KdV Equation Research Articles

Study of multi solitons, breather soliton structures in the earth's magnetotail region

The investigation of wave packets with varying magnitudes, which predominantly carry energy across different physical mediums, proves to be highly intriguing and unveils numerous nonlinear characteristics within Earth's magnetotail region and magnetosphere, as confirmed by extensive space observations. Nonlinear features in wave dynamics are elucidated through diverse nonlinear structures, among which breather structures hold prominence and manifest across various wave fields. We have considered an unmagnetized collisionless homogeneous hydrodynamical governing equations set in an electron-ion plasma comprising hot and cold ions. In this study, we have explored 1-soliton, 2-soliton, and breather structures in the framework of the Gardner equation (GE). We have derived the GE from the normalized set of governing equations employing the reductive perturbation technique (RPT). The GE, an extension of the Korteweg-de Vries (KdV) equation, encompasses the combined effects of quadratic and cubic nonlinearities. By employing the Hirota bilinear method (HBM), we have obtained multi-soliton solutions and breather soliton solutions. We have noticed the variations in electron temperature ratios and density concentration ratios substantially impact and reshape breather soliton structures. Such alterations in breather structures, influenced by different electron temperatures and concentration ratios, hold potential significance in understanding energy transport within Earth's magnetotail region. The alteration of shapes and soliton structures may also be investigated in the dynamics of wave fields upon interaction such as hydrodynamics, optics, optic fibers, signal processing, etc.
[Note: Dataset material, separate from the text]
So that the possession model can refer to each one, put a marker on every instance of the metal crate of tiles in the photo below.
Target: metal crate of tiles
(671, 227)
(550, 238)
On the analytical soliton approximations to fractional forced Korteweg–de Vries equation arising in fluids and plasmas using two novel techniques

The current investigation examines the fractional forced Korteweg–de Vries (FF-KdV) equation, a critically significant evolution equation in various nonlinear branches of science. The equation in question and other associated equations are widely acknowledged for their broad applicability and potential for simulating a wide range of nonlinear phenomena in fluid physics, plasma physics, and various scientific domains. Consequently, the main goal of this study is to use the Yang homotopy perturbation method and the Yang transform decomposition method, along with the Caputo operator for analyzing the FF-KdV equation. The derived approximations are numerically examined and discussed. Our study will show that the two suggested methods are helpful, easy to use, and essential for looking at different nonlinear models that affect complex processes.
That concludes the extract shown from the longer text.